Using data collected to evaluate the Hawaii HSP, we sought to estimate over two 3-year intervals (during program implementation and over long-term follow-up) whether home visitation beginning after the birth of a child was associated with changes in (1) average rates of mothers' IPV victimization and perpetration and (2) rates of specific IPV types (physical assault, verbal abuse, sexual assault, and injury).
Details of the Hawaii HSP study have been published elsewhere.14-22 Families were eligible if they (1) gave birth between November 1994 and December 1995 on Oahu; (2) had an English-speaking mother; (3) were not involved with Child Protective Services; and (4) had an infant who was at high risk for maltreatment. The criteria for high risk have been described elsewhere.15,16
Families agreeing to participate provided written informed consent. Families then were randomly assigned to the (1) HSP home visiting intervention group; (2) control group; or (3) testing control group. Group assignments were randomly allocated to study ID numbers at a central office using a table of random numbers. Study ID numbers were sequentially given to each newly enrolled family. By design, more families were randomized to the intervention group than the control groups. For the current analyses, participants in the testing control group were excluded because this group was not the primary control group, had a small sample size (n = 41), and did not have the same assessment schedule as the other 2 groups. Differences in the distributions of baseline characteristics between the primary control group and the testing control group were minimal.
Intervention families received early-childhood home visitation. The content of home visits aimed to promote child health and decrease child maltreatment by improving family functioning and reducing malleable risk factors such as IPV. Paraprofessional home visitors were expected to accomplish these goals by providing direct services and by linking families to appropriate community services such as IPV shelters/advocacy groups and mental health treatment. Direct services were to include (1) teaching about child development; (2) role-modeling positive parenting and problem-solving strategies; and (3) offering emotional support. The intervention was administered by 3 community agencies on Oahu. Each agency operated 2 program sites.
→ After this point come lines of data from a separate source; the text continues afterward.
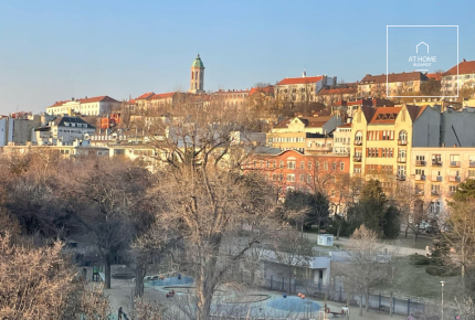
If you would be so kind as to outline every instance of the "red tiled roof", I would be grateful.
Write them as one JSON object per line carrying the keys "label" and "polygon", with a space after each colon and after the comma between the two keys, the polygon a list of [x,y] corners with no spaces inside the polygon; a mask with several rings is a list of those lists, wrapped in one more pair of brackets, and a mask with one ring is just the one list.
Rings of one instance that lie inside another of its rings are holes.
{"label": "red tiled roof", "polygon": [[251,88],[251,90],[249,92],[249,95],[252,96],[252,95],[257,94],[257,93],[263,93],[265,95],[273,95],[274,94],[274,86]]}
{"label": "red tiled roof", "polygon": [[286,77],[281,81],[277,85],[303,85],[313,84],[323,79],[323,76],[306,76],[306,77]]}
{"label": "red tiled roof", "polygon": [[54,105],[50,106],[49,108],[51,108],[51,107],[60,107],[60,106],[62,106],[62,105],[64,105],[65,103],[68,103],[68,102],[71,102],[71,100],[55,102]]}
{"label": "red tiled roof", "polygon": [[436,81],[440,81],[442,78],[441,74],[439,73],[428,73],[426,74],[428,78],[434,78]]}
{"label": "red tiled roof", "polygon": [[82,104],[98,103],[98,102],[118,103],[116,99],[113,99],[109,96],[99,96],[99,97],[84,98],[84,99],[78,99],[78,100]]}
{"label": "red tiled roof", "polygon": [[393,124],[400,111],[401,107],[376,108],[370,124]]}
{"label": "red tiled roof", "polygon": [[318,93],[318,95],[350,95],[356,94],[357,92],[357,88],[324,88]]}
{"label": "red tiled roof", "polygon": [[158,100],[158,99],[171,98],[176,93],[166,93],[166,94],[152,95],[149,99],[150,100]]}
{"label": "red tiled roof", "polygon": [[151,93],[146,93],[146,94],[142,94],[141,96],[139,96],[139,97],[137,97],[137,98],[135,98],[135,99],[136,99],[136,100],[142,100],[142,99],[146,99],[146,98],[151,97],[152,95],[155,95],[155,93],[154,93],[154,92],[151,92]]}
{"label": "red tiled roof", "polygon": [[219,90],[213,93],[213,95],[231,95],[231,94],[247,94],[249,90]]}
{"label": "red tiled roof", "polygon": [[363,85],[366,83],[378,84],[378,83],[398,83],[398,82],[409,82],[409,81],[426,81],[428,76],[420,72],[403,72],[403,73],[392,73],[388,77],[386,74],[381,75],[366,75],[360,84]]}
{"label": "red tiled roof", "polygon": [[[458,74],[473,74],[475,73],[475,61],[462,61],[458,64]],[[457,66],[450,68],[443,75],[456,75]]]}
{"label": "red tiled roof", "polygon": [[[328,120],[332,118],[332,116],[323,116],[323,117],[298,117],[298,119],[304,122],[306,128],[321,128],[325,126]],[[284,118],[274,128],[286,128],[294,118]]]}
{"label": "red tiled roof", "polygon": [[351,122],[349,122],[349,124],[345,124],[345,125],[339,126],[339,127],[337,127],[337,128],[351,128]]}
The initial home visit was expected to occur within 1 week of the infant's birth. All intervention families were expected to participate initially in weekly visits. Visits were to taper as families achieved greater competency. Home visits were designed to be carried out for at least 3 years, but it was challenging to retain families. Families participated in a mean of 13.6 visits in the first year.16 Ninety percent of families participated in home visitation when the child was 3 months of age; 70% participated at 6 months of age; 49%, at 12 months of age; and 25%, at 36 months of age.16
Interviews with the infant's primary caregiver, generally the biological mother, were conducted in the intervention and control groups. Trained research staff blinded to the participants' group status conducted the interviews. The baseline interview occurred following the child's birth, and follow-up interviews occurred in 2 periods, annually when the child was 1 to 3 years of age and then annually when the child was 7 to 9 years of age. Data collection ended in 2005.
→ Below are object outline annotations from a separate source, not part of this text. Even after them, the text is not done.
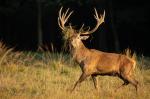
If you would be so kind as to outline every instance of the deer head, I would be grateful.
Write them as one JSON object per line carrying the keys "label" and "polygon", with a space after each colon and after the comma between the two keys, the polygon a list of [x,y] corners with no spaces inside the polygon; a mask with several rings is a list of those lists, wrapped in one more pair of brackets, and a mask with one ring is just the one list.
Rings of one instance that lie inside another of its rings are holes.
{"label": "deer head", "polygon": [[[84,30],[84,24],[81,26],[79,30],[74,29],[71,24],[69,26],[65,26],[66,22],[68,21],[69,17],[72,15],[73,11],[69,11],[69,8],[66,12],[62,13],[63,7],[59,10],[59,17],[58,17],[58,24],[59,27],[62,29],[63,38],[70,42],[72,47],[79,48],[82,45],[81,40],[86,40],[89,38],[89,34],[94,33],[98,27],[104,22],[105,18],[105,11],[103,15],[98,15],[97,10],[95,10],[94,18],[97,21],[96,26],[90,30]],[[99,17],[100,16],[100,17]]]}

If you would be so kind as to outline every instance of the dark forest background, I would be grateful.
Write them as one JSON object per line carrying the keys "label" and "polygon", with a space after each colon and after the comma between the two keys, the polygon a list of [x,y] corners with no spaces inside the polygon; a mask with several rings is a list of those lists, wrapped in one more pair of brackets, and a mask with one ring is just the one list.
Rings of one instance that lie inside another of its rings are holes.
{"label": "dark forest background", "polygon": [[93,17],[106,12],[105,23],[85,43],[89,48],[121,52],[126,48],[150,56],[150,3],[145,0],[1,0],[0,40],[16,50],[37,50],[47,46],[61,51],[62,36],[57,23],[63,6],[74,10],[68,23],[91,28]]}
In a small percentage of cases at each follow-up point, the child's primary caregiver was not the mother or the mother could not be located for an interview; thus, the interview was conducted with an alternate caregiver. Interviews with alternate caregivers were excluded in the current analyses.
Intimate Partner Violence
During each interview, mothers reported their IPV victimization and perpetration over the past year using the Conflict Tactics Scale (CTS). The psychometric properties of the CTS have been well documented.23-25 At baseline, the interview included the 38-item CTS1. All subsequent interviews used the 78-item revised CTS (CTS2), which contains the following categories of questions: verbal aggression/abuse, physical assault, sexual coercion/abuse, and injury. Initial validation of the CTS2 estimated that the internal reliability coefficients for each category of questions were 0.79, 0.86, 0.87, and 0.95, respectively.25 The injury items include acts of physical assault that lead to bodily harm such as “I had a sprain, bruise, or small cut because of a fight with my partner.” Four sexual coercion questions were purposefully omitted during the interviews. Confirmatory factor analyses were run in MPlus (version 5.21; Muthén & Muthén, Los Angeles, California) to confirm whether the previously identified factor structure was replicated in the current sample.25
Fixed-response choices for each item on the CTSs are categorical, including never, once, twice, 3 to 5 times, 6 to 10 times, 11 to 20 times, and more than 20 times. For our analyses, categorical responses were converted to counts as follows24: 3 to 5 times was coded as 4; 6 to 10, as 8; 11 to 20, as 15; and more than 20 times, as 25. For each woman at each interview, we created the following 5 rates per person-year of new victimization acts: (1) total IPV (all physical assault, sexual abuse, and injury acts); (2) physical assault only; (3) sexual abuse only; (4) injury only; and (5) verbal abuse only. The same 5 rates per year were created for maternal IPV perpetration for each woman at each interview.
Maternal Emotional Health
The Mental Health Index 5-item short form measured anxiety and depressive symptoms, asking women how often in the past month they had experienced specific feelings.26 Response items are on a 6-point scale ranging from all of the time to none of the time. Responses were summed and standardized to a scale of 0 to 100. A cutoff of less than 67 defined poor mental health.27
Maternal drug use was measured as self-report of any current drug use. Problem alcohol use was defined as self-report of current alcohol use together with 2 or more positive responses to the 4 CAGE questions, a validated screen for problem alcohol use.28
For 94% of intervention women and 93% of control women who provided baseline data after randomization, our overall approach was an intention-to-treat analysis whereby women were analyzed using their initial group assignment, irrespective of their actual participation in the intervention. All regression analyses were conducted using Stata 10.1 (StataCorp, College Station, Texas).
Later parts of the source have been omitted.